I am using the unicodecsv drop-in module for Python 2.7 to read a CSV file containing columns of words in 28 different languages, some of which are accented and/or utilise completely different alphabet/character systems. I am loading the CSV
with open(sourceFile, 'rU') as keywordCSV:
keywordList = csv.reader(keywordCSV, encoding='utf-8-sig', dialect=csv.excel)
but reading from keywordList
is currently producing unicode escape characters/sequences rather than the native character symbols. Whilst this is not ideal (ideally I would be able to load the unicode in the csv as native character symbols from the start), it is acceptable so long as I can convert these into native character symbols later on in the script (when exporting to whichever file type will make this easiest). How is this, or preferably the ideal case, done? I have tried using workarounds such as these to no avail, and I am still not sure if this is an interpreter issue or an encoding issue within the script.
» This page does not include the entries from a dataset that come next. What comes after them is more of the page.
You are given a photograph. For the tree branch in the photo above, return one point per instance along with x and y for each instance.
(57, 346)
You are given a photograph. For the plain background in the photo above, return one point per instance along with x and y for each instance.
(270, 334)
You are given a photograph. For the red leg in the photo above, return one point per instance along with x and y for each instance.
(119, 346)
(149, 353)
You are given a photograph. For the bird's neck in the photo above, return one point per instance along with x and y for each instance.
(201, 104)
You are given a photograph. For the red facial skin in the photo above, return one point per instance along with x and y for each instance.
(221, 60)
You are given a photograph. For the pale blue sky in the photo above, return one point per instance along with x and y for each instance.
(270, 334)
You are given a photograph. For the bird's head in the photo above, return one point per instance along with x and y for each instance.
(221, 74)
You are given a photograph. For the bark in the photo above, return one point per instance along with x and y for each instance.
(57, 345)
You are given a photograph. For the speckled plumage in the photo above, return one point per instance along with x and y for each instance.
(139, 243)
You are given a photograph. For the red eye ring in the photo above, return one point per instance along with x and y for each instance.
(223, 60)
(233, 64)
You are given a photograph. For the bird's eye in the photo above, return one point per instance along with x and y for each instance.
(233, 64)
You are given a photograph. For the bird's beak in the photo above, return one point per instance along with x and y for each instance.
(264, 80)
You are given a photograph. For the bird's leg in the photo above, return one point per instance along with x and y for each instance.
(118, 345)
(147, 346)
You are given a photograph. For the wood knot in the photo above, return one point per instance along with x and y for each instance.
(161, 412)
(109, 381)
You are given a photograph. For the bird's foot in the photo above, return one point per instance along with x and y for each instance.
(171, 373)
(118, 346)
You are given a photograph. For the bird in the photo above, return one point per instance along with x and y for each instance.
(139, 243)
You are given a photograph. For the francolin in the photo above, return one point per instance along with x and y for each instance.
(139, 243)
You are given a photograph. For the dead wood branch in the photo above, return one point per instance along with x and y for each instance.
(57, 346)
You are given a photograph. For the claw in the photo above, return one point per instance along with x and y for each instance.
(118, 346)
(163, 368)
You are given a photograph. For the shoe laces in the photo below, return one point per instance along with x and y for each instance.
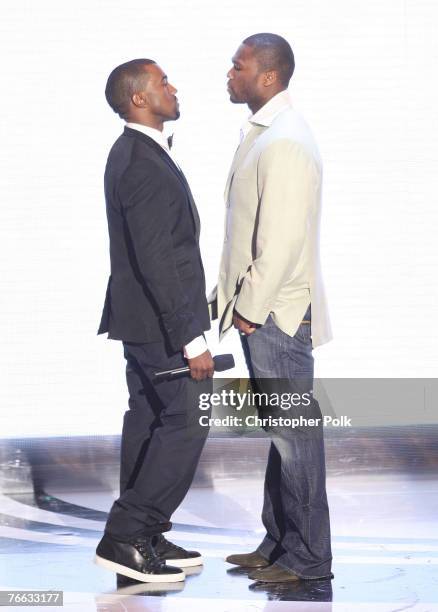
(170, 545)
(147, 551)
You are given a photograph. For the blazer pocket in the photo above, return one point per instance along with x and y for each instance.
(185, 269)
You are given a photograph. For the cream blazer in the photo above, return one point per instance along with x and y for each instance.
(270, 260)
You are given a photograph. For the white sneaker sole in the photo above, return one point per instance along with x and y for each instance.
(130, 573)
(185, 562)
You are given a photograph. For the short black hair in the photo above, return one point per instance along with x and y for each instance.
(123, 82)
(273, 52)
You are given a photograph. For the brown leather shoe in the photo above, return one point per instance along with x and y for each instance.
(274, 573)
(253, 559)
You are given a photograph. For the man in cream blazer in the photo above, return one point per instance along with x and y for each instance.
(270, 288)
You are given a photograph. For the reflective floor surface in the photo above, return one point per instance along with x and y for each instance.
(385, 547)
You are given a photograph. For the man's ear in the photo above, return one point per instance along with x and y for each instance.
(271, 77)
(139, 99)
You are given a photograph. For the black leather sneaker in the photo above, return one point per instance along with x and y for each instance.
(136, 559)
(175, 555)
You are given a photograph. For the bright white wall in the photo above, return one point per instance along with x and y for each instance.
(365, 81)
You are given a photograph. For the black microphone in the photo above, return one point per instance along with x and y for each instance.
(221, 363)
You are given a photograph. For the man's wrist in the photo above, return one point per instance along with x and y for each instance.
(195, 347)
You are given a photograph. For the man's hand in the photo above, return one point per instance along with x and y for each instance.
(244, 326)
(202, 366)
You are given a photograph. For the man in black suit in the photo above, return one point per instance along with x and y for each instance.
(155, 303)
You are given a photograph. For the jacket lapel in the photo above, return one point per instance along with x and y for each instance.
(176, 171)
(242, 151)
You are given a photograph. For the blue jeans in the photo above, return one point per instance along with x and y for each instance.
(295, 510)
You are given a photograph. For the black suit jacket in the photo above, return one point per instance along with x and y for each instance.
(156, 291)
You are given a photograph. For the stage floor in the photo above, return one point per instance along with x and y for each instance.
(385, 547)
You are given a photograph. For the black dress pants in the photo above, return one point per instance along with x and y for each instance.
(161, 442)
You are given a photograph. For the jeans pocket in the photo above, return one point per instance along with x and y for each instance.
(304, 333)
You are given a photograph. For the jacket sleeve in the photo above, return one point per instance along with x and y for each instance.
(287, 183)
(146, 209)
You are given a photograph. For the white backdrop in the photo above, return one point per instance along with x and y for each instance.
(365, 81)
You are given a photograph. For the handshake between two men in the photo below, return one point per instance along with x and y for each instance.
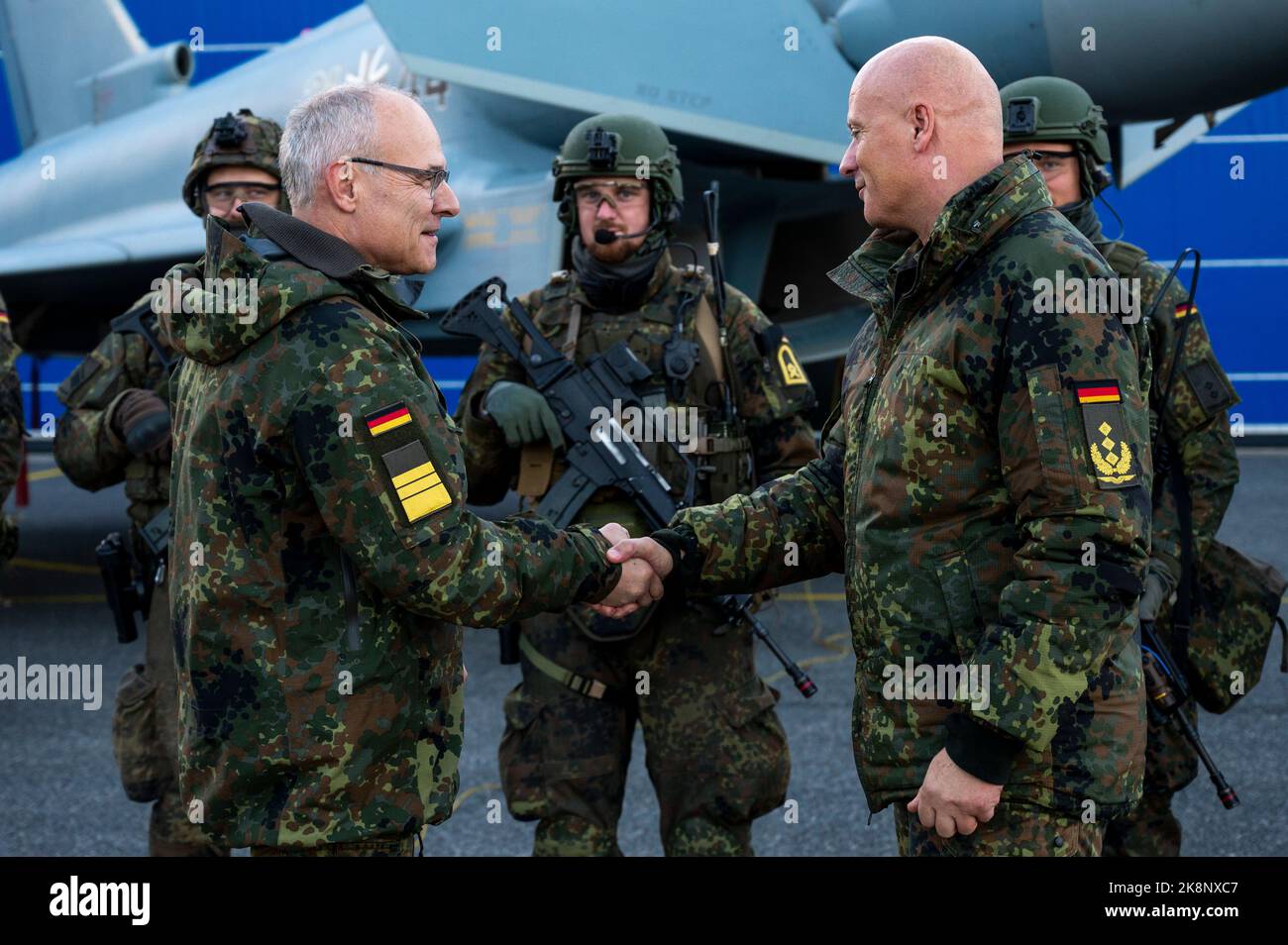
(645, 566)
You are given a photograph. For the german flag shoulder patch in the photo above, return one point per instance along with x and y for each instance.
(386, 419)
(1112, 456)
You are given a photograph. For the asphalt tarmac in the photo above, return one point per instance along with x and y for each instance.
(59, 790)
The reason I have used utf-8-sig
when reading the file is that not doing so was resulting in a (BOM
)
UnicodeEncodeError: 'ascii' codec can't encode character u'\ufeff' in position 155:
but this has now stopped happening for reasons unbeknown to me. Similarly, I am using 'rU'
when opening the file as not doing so produces a
_csv.Error: new-line character seen in unquoted field - do you need to open the file in universal-newline mode?
but I am not sure if either of these are appropriate.
In this question, printing each character one by one results in the native characters being printed (something that also works in my code when run from the terminal), is there are a way of iterating through the characters and converting each one to its native character?
Apologies for posting another question on this already saturated topic, but I haven't been able to get other people's suggestions working for this case. Perhaps I have been looking in the wrong place in trying to decode the encoded csv output at the end of the script, and rather the problem is in my csv.reader
's encoding
. Any help will be very much appreciated.